To reproduce: Open Thunderbird, configure a (slow, though not necessarily) LDAP server, open address book, select directory server. Type "foo<enter>asdf<enter>a<enter>...".. after the first enter, the UI will block for ~1 second or more on all subsequent enters, while there are any outstanding requests. I think this is because: - CheckLDAPOperation -- nsLDAPConnection.cpp:610 - this is the ldap thread result fetching loop; keeps calling ldap_result if there are any outstanding requests, which acquires LDAP_RESULT_LOCK and as part of that, and eventually acquires LDAP_IOSTATUS_LOCK when it needs to tickle the network - nsLDAPOperation::SearchExt (nsLDAPOperation.cpp:242 - This runs on the *UI THREAD*, and is (eventually) called in response to initiating a search - It calls ldap_search_ext - When we block, something is holding LDAP_RESULT_LOCK and LDAP_IOSTATUS_LOCK -- as only ldap_result acquires LDAP_RESULT_LOCK, it's a safe bet that the LDAP thread is inside ldap_result - ldap_search_ext eventually calls nsldapi_send_initial_request, which calls all sorts of things which want to acquire the LDAP_IOSTATUS_LOCK. Thus, we end up waiting on a mutex which is blocking network I/O.

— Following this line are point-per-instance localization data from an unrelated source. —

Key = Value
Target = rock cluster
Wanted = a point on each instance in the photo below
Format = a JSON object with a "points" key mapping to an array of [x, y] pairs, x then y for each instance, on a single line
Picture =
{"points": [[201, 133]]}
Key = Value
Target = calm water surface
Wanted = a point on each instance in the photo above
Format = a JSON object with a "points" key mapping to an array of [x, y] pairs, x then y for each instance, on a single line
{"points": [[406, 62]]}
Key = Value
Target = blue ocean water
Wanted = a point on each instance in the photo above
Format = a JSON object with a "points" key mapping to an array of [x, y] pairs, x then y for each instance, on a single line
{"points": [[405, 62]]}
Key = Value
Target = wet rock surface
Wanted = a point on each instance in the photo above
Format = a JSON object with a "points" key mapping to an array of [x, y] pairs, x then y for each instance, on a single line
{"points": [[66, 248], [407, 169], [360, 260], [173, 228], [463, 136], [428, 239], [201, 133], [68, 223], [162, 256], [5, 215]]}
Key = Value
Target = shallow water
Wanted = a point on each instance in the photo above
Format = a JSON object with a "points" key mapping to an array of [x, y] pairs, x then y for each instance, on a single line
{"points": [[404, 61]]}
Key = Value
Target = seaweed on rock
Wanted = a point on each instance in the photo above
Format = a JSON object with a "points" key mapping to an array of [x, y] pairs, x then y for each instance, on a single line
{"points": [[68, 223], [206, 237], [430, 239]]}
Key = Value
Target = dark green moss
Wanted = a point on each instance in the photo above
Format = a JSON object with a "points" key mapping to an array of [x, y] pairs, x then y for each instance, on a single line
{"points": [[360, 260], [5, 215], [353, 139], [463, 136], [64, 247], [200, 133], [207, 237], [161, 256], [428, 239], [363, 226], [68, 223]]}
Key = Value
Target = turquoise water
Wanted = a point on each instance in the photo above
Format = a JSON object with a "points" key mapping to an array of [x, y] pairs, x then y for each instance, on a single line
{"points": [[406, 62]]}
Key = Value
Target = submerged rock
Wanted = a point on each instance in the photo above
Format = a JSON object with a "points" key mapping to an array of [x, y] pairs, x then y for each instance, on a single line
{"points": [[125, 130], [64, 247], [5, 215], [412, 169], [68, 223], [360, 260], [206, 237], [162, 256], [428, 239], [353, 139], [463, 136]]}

Created attachment 157676 [details] [diff] [review] ldap-lower-poll-timeout.patch Turns out we were setting a 1s timeout for poll -- and that poll() was taking place while the IO mutex lock was being held, which the UI thread was trying to acquire. So here we knock that poll to a non-blocking poll, and let the already-existing 40ms sleep handle the case where there's nothing to do. We really shouldn't spin in the LDAP thread if there are no outstanding operations; we should be using a cond variable here and having the thread sleep on it whenever its connection count reaches 0, but that's another patch for another time.
Comment on attachment 157676 [details] [diff] [review] ldap-lower-poll-timeout.patch r=mcs. There is already a 40ms sleep in here, so this change does not switch to a 100% CPU intensive loop. It would be nice if libldap used condition variables or something else more sophisticated than simple mutex locks. But that might be a lot of work. Maybe something better can be done in the LDAP XPCOM layer as suggested.
13 years ago
Checked vlad's patch into the trunk. Filed a bug 289021 for locking/threading cleanup of the SDK.
Interesting. I think I have a user with this problem.
actually, I think this patch makes the situation a lot worse, at least on Windows. I think this should probably get reverted from the trunk.
Looks like someone else has reported a similar problem recently: In our office we have passed everyone from outlook to TB. We are using an LDAP server to have the addresses of our members (really long lists!) We have traced an LDAP request done by TB to the server with ethereal and have seen that the request is handled quite fast on the server, it sends back the answer and then, on our TB, we are waiting ages to receive something (sometimes we need to restart TB), specially with the auto completion of the address.